Jesus came to introduce a New Covenant and to offer us life.
John 10:10 ESV
10 The thief comes only to steal and kill and destroy. I came that they may have life and have it abundantly.
And it was through Jesus’ death that this new life came
John 12:24 ESV
24 Truly, truly, I say to you, unless a grain of wheat falls into the earth and dies, it remains alone; but if it dies, it bears much fruit.
And so we have life because of the death of Jesus. Through death we have the capacity to bear fruit for life.
Paul finishes here with the statement that launches the rest of the chapter.
Romans 7:6 ESV
6 But now we are released from the law, having died to that which held us captive, so that we serve in the new way of the Spirit and not in the old way of the written code.
There is a new way that is different from the old code and law that God gave. Under the old covenant the law condemned year after year holding people accountable for their sins. Under the new way of the spirit there is capacity for a new way of life. Interestingly, Paul could have jumped from here straight to the first verse of chapter 8
Romans 8:1 ESV
1 There is therefore now no condemnation for those who are in Christ Jesus.

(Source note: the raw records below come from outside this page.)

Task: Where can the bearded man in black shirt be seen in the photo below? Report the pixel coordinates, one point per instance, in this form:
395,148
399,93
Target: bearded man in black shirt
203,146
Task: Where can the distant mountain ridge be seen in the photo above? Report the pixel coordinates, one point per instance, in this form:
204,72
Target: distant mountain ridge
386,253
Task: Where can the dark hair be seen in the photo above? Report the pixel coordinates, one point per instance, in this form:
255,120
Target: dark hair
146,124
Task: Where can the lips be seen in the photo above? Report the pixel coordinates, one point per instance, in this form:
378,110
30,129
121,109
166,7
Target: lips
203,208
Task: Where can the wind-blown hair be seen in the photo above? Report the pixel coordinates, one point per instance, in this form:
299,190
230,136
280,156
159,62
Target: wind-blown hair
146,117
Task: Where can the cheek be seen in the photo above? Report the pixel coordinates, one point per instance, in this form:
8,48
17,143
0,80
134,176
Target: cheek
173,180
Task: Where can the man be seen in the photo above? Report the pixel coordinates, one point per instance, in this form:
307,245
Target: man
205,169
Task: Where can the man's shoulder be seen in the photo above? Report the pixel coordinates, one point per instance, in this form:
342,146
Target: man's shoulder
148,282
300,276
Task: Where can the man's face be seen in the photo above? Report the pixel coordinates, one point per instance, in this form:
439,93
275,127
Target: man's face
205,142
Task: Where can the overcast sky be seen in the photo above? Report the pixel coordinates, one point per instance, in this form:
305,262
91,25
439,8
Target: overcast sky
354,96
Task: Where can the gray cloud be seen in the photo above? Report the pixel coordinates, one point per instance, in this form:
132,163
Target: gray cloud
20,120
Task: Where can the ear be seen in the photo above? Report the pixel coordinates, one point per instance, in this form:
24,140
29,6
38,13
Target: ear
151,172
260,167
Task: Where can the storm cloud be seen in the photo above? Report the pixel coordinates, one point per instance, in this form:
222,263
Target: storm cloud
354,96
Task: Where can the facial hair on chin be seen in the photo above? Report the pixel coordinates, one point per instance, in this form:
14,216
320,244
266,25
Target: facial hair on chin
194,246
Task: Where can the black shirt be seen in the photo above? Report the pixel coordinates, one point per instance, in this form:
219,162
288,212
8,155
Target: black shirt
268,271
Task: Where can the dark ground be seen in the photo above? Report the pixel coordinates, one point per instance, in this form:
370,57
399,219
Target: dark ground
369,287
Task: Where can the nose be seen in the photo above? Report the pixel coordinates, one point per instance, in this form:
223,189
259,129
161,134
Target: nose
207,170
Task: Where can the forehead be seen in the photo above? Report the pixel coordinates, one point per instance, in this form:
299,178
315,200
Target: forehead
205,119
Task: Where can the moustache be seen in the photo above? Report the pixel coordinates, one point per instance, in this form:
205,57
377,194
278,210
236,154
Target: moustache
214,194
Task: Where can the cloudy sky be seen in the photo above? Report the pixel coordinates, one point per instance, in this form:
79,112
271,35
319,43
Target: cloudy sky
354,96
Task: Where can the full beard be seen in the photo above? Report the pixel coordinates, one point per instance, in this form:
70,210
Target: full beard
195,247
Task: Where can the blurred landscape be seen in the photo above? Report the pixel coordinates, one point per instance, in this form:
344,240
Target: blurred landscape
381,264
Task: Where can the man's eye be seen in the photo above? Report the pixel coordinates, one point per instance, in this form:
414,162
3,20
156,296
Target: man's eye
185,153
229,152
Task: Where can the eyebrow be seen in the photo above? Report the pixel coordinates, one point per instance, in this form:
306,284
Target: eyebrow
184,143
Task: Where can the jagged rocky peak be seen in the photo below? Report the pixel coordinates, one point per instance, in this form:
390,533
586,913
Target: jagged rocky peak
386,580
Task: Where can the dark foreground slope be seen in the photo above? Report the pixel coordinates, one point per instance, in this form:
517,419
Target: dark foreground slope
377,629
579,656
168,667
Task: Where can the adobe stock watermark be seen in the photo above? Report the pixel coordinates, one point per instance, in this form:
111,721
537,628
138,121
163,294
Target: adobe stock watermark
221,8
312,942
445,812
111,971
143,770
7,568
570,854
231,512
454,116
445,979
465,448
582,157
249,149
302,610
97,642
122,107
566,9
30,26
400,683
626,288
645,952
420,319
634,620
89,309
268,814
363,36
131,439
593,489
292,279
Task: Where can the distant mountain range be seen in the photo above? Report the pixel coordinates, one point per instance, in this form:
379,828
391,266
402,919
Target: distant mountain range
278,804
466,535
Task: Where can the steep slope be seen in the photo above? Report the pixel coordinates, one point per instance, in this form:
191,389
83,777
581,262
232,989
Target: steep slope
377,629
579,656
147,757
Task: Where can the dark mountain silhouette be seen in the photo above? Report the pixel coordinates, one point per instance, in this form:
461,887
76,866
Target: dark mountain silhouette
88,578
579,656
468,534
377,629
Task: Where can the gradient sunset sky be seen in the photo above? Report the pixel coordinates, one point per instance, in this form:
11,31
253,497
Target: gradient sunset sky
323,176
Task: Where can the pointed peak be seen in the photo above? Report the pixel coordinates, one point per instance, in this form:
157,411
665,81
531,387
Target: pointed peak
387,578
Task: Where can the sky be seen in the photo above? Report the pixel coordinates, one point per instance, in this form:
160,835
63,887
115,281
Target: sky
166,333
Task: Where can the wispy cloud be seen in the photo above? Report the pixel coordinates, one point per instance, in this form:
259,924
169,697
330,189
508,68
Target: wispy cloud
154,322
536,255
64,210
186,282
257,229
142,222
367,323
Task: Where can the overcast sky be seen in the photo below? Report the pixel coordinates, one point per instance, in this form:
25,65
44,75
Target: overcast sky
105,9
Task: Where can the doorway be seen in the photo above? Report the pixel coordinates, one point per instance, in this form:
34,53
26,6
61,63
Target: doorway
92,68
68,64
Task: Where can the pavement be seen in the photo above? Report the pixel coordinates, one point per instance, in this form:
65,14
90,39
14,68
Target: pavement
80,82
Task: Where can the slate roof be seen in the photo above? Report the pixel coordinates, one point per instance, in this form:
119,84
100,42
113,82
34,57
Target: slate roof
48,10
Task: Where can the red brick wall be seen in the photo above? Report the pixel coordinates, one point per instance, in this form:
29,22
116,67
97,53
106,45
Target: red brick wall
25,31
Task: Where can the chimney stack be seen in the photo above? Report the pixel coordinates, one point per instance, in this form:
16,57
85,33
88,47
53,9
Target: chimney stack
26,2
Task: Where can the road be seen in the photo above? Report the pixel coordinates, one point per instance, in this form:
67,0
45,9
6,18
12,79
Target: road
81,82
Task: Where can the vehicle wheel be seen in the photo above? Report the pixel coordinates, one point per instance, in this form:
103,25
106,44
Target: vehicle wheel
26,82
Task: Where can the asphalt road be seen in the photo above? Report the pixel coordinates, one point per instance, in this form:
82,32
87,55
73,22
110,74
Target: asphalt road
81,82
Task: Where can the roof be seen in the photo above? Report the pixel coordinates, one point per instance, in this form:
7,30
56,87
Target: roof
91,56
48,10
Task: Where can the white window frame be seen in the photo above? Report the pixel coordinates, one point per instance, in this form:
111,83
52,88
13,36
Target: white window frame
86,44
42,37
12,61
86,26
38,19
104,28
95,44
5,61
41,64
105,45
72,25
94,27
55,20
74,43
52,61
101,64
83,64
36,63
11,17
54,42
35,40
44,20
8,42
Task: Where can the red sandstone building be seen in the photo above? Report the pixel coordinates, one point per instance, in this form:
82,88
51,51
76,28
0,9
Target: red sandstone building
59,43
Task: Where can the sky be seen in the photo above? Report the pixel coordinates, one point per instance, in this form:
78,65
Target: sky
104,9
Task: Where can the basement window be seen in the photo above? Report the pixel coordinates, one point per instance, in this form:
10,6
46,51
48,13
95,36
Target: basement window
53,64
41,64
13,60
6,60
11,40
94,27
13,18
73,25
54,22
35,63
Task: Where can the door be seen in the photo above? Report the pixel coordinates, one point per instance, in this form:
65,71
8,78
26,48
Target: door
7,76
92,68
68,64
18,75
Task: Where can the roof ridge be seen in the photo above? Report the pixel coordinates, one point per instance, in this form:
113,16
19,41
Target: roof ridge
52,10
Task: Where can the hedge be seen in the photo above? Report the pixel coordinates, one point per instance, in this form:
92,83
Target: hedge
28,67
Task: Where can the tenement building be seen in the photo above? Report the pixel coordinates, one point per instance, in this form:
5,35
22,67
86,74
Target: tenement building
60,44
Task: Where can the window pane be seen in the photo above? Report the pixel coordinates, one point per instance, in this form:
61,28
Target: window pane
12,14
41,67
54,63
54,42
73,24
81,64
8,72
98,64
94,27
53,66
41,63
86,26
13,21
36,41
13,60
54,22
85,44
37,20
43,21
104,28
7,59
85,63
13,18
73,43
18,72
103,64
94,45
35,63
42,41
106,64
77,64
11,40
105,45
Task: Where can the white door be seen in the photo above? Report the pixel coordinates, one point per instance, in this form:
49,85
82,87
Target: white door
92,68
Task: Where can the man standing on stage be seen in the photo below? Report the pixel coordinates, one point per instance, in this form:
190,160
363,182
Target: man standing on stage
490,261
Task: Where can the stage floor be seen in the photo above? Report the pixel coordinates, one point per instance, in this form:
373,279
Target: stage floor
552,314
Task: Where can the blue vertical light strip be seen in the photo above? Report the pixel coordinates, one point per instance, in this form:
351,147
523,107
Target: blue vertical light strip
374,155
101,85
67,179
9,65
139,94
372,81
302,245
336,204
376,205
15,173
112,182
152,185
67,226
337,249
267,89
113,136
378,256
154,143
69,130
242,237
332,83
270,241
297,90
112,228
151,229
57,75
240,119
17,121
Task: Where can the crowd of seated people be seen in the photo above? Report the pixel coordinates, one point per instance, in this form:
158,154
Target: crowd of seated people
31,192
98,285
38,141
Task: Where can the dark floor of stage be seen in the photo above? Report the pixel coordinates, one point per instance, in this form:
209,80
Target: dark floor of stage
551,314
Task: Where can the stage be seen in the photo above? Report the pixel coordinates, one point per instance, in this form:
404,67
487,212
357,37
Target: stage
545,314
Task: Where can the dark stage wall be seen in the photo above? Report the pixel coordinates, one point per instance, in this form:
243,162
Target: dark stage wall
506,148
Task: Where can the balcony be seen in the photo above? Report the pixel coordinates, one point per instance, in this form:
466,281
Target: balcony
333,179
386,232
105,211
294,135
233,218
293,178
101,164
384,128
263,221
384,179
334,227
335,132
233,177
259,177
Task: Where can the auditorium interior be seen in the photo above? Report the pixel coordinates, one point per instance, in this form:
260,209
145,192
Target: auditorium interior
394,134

But Paul understands that if he leaves as right here in verse six it might be tempting for some of the Jews in the audience to think that the law was bad from the beginning. You might ask with all the negative aspects of the law why did God give us the law in the first place? With all that we've talked about here why didn't he just skip straight to this grace business we are talking about?
And so part of what Paul is doing in the rest of this chapter is teaching us that the law is not irrelevant. He's going to teach us that although we are free from the control of the law we are still in a contest with it if you will.
Starting next week :) we will see the value of the law and the conflict we experience with the law.

Conclusion

As we wrap up here today I want you to consider this reality because of the work of Jesus we are dead to sin we're dead to the power that sin has in our life.
before the work of Jesus we were obligated to living in condemnation under the law. Because of what Jesus worked in our lives we are free to live with a new relationship. Jesus makes it so that we can have a new relationship with him that produces joy and peace and freedom. A new marriage if you will.
So I want to encourage you as you leave here today to embrace the walk you have with God. Relish in the love that God has for you and how he wants the best for you. Like a perfect encouraging spouse God is so deeply invested in you. His grace enables you to live as so much more and his grace will produce fruit in your life if you will only let him.